On the term “gradient-free” in Machine Learning

Disclaimer: I am uncertain about the origin of these terms. As far as I can tell the term "gradient-free" is primarily used in Computer Science, though the words are borrowed from paradigms in Mathematical Optimization. I do not object to the use of "gradient-free" to characterize methods which intentionally employ significantly non-local information about the function being optimized.

I work within Computer Science on black-box optimization algorithms which are referred to as “gradient-free” methods. The meaning of this term is opaque to outsiders, but clear(-ish) to practitioners: it means that the gradient is not explicitly calculated using knowledge about the function, typically via a backpropagation algorithm. This results in such constructions as “Stochastic Gradient Descent”, the descent of a “stochastic gradient”, determined by a randomly sampled set of inputs on which the “gradient” was calculated.

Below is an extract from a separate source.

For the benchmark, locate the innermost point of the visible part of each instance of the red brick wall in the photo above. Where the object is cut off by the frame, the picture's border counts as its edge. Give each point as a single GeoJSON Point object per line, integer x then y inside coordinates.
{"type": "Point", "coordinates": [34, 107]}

This is a misunderstanding of the notion of gradient. Given a function $f(x)$, the gradient $\nabla f(x)$ is the direction in which $f$ increases most quickly from the point $x$. As the existence of “stochastic gradient descent” suggests, we usually do not have information sufficient to find the true gradient of the functions we want to optimize in Machine Learning, because we optimize $x$ for a function $f$ which is the expectation of a function $g$ over a distribution which we do not have access to;

$$f(x) = \underset{x \sim X}{\mathbb{E}}[g(x)].$$

But not using the complete details of the function is precisely the reason that black-box algorithms are called “gradient-free”. While it is true that “gradient-based” methods are capable of obtaining the gradient of a different function from that which they seek to optimize, this still isn't the relevant gradient. Indeed, any vector would be the gradient of some function. Further, the term suggests that a mechanism other than determining the direction of greatest local improvement is used to calculate update directions in gradient-free methods, when this usually is not the case. Instead, “gradient-free” methods rely either on gradient approximation or on calculation of directions very similar to the gradient. This is nearly the definition of a local, rather than global optimization process.

It is for this reason that I oppose the nomenclature which currently distinguishes methods which employ analytic calculation of gradients from those which employ alternative methods of gradient calculation; the true gradient is not present in either and the word “gradient” is a poor way to distinguish stochastic gradients which are calculated using analytic methods from those which are calculated using empirical ones. The true difference here is with regard to the method of gradient calculation. A better scheme might delineate between “direct-gradient” methods, such as stochastic gradient descent, and “indirect-gradient” methods, such as finite differences. This would make much clearer two important facts about these methods: 1) they approximate gradients, and 2) they approximate gradients; neither is capable of calculating the true gradient in a normal machine learning problem, and both are in concept capable of producing arbitrarily precise approximations of the gradient given sufficient information and time.